‘Typewriter attacks’ make OpenAI image recognition for the knees

Attach CLIP identifiers before and after a piece of paper that says 'iPod' to apple.

Attach CLIP identifiers before and after a piece of paper that says ‘iPod’ to apple.
Screenshot: OpenAI (Others)

Tightening-in tightening machine no shooting is probably as simple as wearing a large sign that says ROBOT, at least until OpenAI, an Elon Musk-backed research outfit, trains their recognition system without recognizing established objects on some scribbles from Sharpie.

OpenAI Researchers published work last week on the CLIP neural network, their state-of-the-art system to allow computers to recognize the world around them. Natural networks are machine learning systems that can be trained over time to optimize a specific task using a network of interconnected nodes – in the case of CLIP, identifying image-based objects – in ways that is not always immediately clear to system developers. . The research published last week relates to “multimodality neurons, ”which are found in both biological systems such as the brain and artificial ones such as CLIP; they “respond to groups of abstract concepts based on a common high-level theme, rather than a specific visual feature. At the highest levels, CLIP organizes images based on a “collection of distributed semantic ideas. ”

For example, the OpenAI team wrote, CLIP has multimodon “Spider-Man” a neuron that shoots at the sight of a spider, the word “spider,” or an image or image of the eponymous superhero.
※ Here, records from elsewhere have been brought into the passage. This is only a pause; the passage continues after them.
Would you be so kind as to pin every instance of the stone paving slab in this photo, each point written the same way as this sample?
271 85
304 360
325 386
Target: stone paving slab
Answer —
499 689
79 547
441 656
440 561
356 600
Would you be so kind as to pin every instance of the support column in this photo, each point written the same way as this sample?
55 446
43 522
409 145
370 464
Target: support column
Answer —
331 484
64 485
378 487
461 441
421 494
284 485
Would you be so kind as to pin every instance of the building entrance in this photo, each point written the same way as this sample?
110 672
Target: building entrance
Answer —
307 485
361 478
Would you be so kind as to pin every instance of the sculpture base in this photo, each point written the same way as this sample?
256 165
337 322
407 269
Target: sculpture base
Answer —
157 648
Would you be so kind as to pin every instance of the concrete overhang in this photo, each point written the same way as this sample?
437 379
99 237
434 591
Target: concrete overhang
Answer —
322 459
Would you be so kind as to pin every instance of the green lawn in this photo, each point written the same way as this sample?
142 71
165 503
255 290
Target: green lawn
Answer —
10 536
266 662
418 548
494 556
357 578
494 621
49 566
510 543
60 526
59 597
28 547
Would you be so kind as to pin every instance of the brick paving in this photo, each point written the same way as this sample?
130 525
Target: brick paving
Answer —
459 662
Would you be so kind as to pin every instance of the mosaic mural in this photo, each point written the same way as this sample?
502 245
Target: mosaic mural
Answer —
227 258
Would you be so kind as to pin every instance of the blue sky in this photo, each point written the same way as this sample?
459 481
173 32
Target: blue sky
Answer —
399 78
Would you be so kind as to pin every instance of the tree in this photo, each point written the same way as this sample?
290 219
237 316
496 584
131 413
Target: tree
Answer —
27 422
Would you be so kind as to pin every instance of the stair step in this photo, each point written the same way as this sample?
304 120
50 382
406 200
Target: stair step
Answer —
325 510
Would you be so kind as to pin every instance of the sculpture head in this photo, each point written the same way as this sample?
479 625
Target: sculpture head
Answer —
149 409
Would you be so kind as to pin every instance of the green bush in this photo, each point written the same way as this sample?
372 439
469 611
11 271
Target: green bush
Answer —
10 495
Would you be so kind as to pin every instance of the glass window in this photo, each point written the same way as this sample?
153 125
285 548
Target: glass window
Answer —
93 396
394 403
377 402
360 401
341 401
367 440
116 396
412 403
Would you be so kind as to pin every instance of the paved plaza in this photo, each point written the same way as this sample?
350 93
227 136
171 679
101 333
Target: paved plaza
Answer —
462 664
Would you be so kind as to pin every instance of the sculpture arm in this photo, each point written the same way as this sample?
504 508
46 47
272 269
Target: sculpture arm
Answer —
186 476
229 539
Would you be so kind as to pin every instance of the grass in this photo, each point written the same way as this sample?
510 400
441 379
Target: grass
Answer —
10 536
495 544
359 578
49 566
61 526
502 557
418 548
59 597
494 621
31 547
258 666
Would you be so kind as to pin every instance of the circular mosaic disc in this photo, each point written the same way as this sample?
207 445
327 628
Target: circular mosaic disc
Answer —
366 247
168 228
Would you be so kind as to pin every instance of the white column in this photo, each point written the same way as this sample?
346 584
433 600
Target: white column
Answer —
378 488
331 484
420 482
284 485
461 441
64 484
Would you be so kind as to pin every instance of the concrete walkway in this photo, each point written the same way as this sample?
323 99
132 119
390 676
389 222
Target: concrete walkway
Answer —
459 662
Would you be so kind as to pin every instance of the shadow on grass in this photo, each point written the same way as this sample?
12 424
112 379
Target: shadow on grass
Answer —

One side effect of multimodal neurons, according to the researchers, is that they can be used to make a fool CLIP: The research team was able to trick the system into identifying an apple (the fruit) as an iPod ( the device made by Apple) just by tapping a piece of paper that says “iPod” to it.

Attach CLIP identifiers before and after a piece of paper that says 'iPod' to apple.

Attach CLIP identifiers before and after a piece of paper that says ‘iPod’ to apple.
Graphic: OpenAI (Others)

Other than that, the system really was more confident that he had rightly pointed that out when that happened.

The investigation team described the call as a “typographical attack” as it would be difficult for anyone aware of the case to deliberately exploit it:

We believe that attacks such as those described above are far from merely an academic burden. Taking advantage of the model’s ability to read text strongly, we found that even illustrations of handwritten text often the model can be misleading.

[…] We also believe that these attacks could be in a more subtle, less obvious form. An image, given to a CLIP, is subtracted in many subtle and solemn ways, and these sections could detract from common patterns – overexposure and, as a result, crossing it.

This is less of a CLIP failure than a testament to the complexity of the underlying connections it has made over time. Per the Guardian, OpenAI research has revealed the conceptual models The construction of CLIP is in many ways similar to human brain activity.

The researchers thought that the apple / iPod case was just an obvious example of a case that could manifest itself in a number of other ways in CLIP, since its multifactorial neurons “ come common throughout the literal and the iconic, which may be a two-edged sword. For example, the system recognizes a brutal bank as the combination of “finances” and “dolls, toys.” The researchers found that CLIP thus identifies an image of a typical poodle as a piggy bank when they caused the financial neuron to fire by drawing dollar signs on it.

The research team noted that this approach is similar to “hostile images, ”Which are the images created to trick cloud networks into seeing something that doesn’t exist. But it is cheaper to achieve it in its entirety, because it only has paper and some way to write on it. (As the Table noted, visual recognition systems are largely juvenile and vulnerable to a range of other simple attacks, such as the Tesla autopilot system used by McAfee Labs researchers deceived into thinking a 35 mph motorway sign was in fact an 80 mph sign with a few inches of electrical tape.)

The CLIP connection model, the researchers said, had the potential to go very wrong and generate violent or racist decisions about different types of people:

We have, for example, looked at the “Middle East” neuron [1895] with connection to rebellion; and “immigration” neuron [395] that corresponds to Latin America. We have even discovered a neuron that burns for both humans with dark skin and gorillas [1257], as a mirror of earlier image tagging events in other models that we deem irrelevant.

“We believe that these studies of CLIP are only scratching the surface in understanding CLIP behavior, and we invite the research community to come together to test our understanding of CLIP and similar models. improvement, ”wrote the researchers.

CLIP is not the only project OpenAI has been working on. Its GPT-3 text generator, which OpenAI researchers make defined in 2019 as too dangerous to release, on come a great distance and is now able to generate natural sound (but not required) fake news articles. In September 2020, Microsoft acquired prohibitive leave to activate GPT-3.